I am doing a simple survey. please give me the following 5 specifications(or as many as you know)
A-distance from ball to center of axle(or center between tandems if you have tandem) B-distance from CL axle to rear of trailer body C-distance CL axle to front of trailer body D-overall working wieght E-tongue wieght
I havnt wieghed my whole trailer yet but willing that wet its still under 2,000#
you can reply to thread(most helpful for future) or email me directly.
I have to change my ratio and am unwilling to add lead to tongue to get proper. and yes-my trailer is flat/level when towing. I dont have sway bars(complicated -possible but not probable) my tow rig is good(a little light but i towed >8,000 couple times last months...) and regularly tow >5,000 with ease and no wag.
Every trailer is different The problem you have is most likely tongue weight. You need 10% of your total loaded trailer weight on the tongue. I doubt that you need to add lead to do this. Most likely you need to take a look at how and what you are loading where. Most of the things you are considering are used on a truck so that it will be in balance when hauling cargo.
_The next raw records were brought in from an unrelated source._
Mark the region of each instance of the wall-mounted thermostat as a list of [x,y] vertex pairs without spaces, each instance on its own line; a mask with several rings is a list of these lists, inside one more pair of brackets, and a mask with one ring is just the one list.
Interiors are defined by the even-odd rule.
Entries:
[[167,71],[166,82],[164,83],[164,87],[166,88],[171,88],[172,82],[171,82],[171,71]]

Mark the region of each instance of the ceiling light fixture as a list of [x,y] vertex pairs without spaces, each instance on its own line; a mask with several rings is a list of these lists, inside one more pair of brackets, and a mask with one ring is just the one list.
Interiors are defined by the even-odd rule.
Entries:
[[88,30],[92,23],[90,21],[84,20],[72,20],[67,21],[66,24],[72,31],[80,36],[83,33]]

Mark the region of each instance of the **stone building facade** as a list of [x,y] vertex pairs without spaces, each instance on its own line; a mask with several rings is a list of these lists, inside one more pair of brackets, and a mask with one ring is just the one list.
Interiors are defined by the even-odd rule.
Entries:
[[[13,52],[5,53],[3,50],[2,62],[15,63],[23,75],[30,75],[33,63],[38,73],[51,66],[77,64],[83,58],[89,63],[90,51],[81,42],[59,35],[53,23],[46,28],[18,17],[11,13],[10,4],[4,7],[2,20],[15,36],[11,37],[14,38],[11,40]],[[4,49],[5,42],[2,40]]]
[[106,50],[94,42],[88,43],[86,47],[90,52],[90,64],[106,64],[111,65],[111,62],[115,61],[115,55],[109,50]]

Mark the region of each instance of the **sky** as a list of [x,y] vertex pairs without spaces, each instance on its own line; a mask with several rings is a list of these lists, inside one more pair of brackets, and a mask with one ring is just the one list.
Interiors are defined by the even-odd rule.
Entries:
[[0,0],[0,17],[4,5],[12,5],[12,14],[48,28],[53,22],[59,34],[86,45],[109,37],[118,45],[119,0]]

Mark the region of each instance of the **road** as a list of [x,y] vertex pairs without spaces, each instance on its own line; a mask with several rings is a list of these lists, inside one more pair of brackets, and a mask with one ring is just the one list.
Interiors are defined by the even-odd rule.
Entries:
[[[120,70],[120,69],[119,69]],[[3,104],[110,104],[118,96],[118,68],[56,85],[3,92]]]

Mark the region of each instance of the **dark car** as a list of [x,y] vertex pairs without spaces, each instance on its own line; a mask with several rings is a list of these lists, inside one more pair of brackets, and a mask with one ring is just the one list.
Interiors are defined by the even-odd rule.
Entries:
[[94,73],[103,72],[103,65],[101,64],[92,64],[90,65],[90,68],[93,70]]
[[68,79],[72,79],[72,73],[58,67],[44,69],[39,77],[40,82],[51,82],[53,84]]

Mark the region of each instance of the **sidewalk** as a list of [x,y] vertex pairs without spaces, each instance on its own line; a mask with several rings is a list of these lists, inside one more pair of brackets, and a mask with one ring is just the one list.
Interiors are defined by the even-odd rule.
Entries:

The only thing you need is total loaded weight then load trailer so the 10% or more as mentioned above is on the tongue, a friend of mine had a trailer that towed perfect when empty but he loaded it to go to the lake and it was untowable, he had loaded everything in the back of the trailer removing the tongue weight. We moved most of the loaded items forward and it towed great. We tend to fail you realize what suitcases, soft drinks , beer, lawn chairs and everything else we take with us camping can weigh in a pile. Also spare tires and bicycles hung on the back bumper of the trailer.
I have to change my ratio and am unwilling to add lead to tongue to get proper. and yes-my trailer is flat/level when towing.
Hi… everything Bigbill wrote above is true. Why don't you measure the tongue weight and that will tell you where you're at with balance. You say that the trailer/tow vehicle are level when coupled. It doesn't sound like it is. How are you measuring that? Has your trailer been modified in some way? For instance does it have larger or added fresh water or waste tanks? I ask because you quote your guessed weight of the trailer as "wet". We know little about your trailer or tow vehicle. From what I can gather from your post, your trailer is relatively light and your tow vehicle sounds as if it can pull quite a bit, but that doesn't guarantee a wag free ride. It really does sound like your trailer is back heavy and pulling up at the coupling. Measure your tongue weight and reconsider and redistribute your load in the trailer if possible. Or just do the latter and take it for a series of test drives to see what helps. If the trailer is just inherently unbalanced, consider a weight distributing and anti sway hitch. I use the Andersen, which is of a very unique design and easy to use. It's awesome for dampening sway and will definitely redistribute some of the weight issues you're having. Let us know what you find from your weighing and testing.
I would say tongue weight and tires are the two biggest problems that cause sway. A very heavy tow vehicle can help reduce how much the driver feels it but the problem still exists. Small trailers are typically worse about sway, so even though you have towed bigger they all have different "personalities" when towing.
I have found I have to consciously load everything but blankets in front of the axle on our 19' Shasta Deluxe or it will have a little sway. My truck weighs over 8,000 pounds so I don't feel it, but I can see it and if anything, like a passing semi, caused it to exaggerate it could be really bad. That's with trailer rated tires and proper inflation.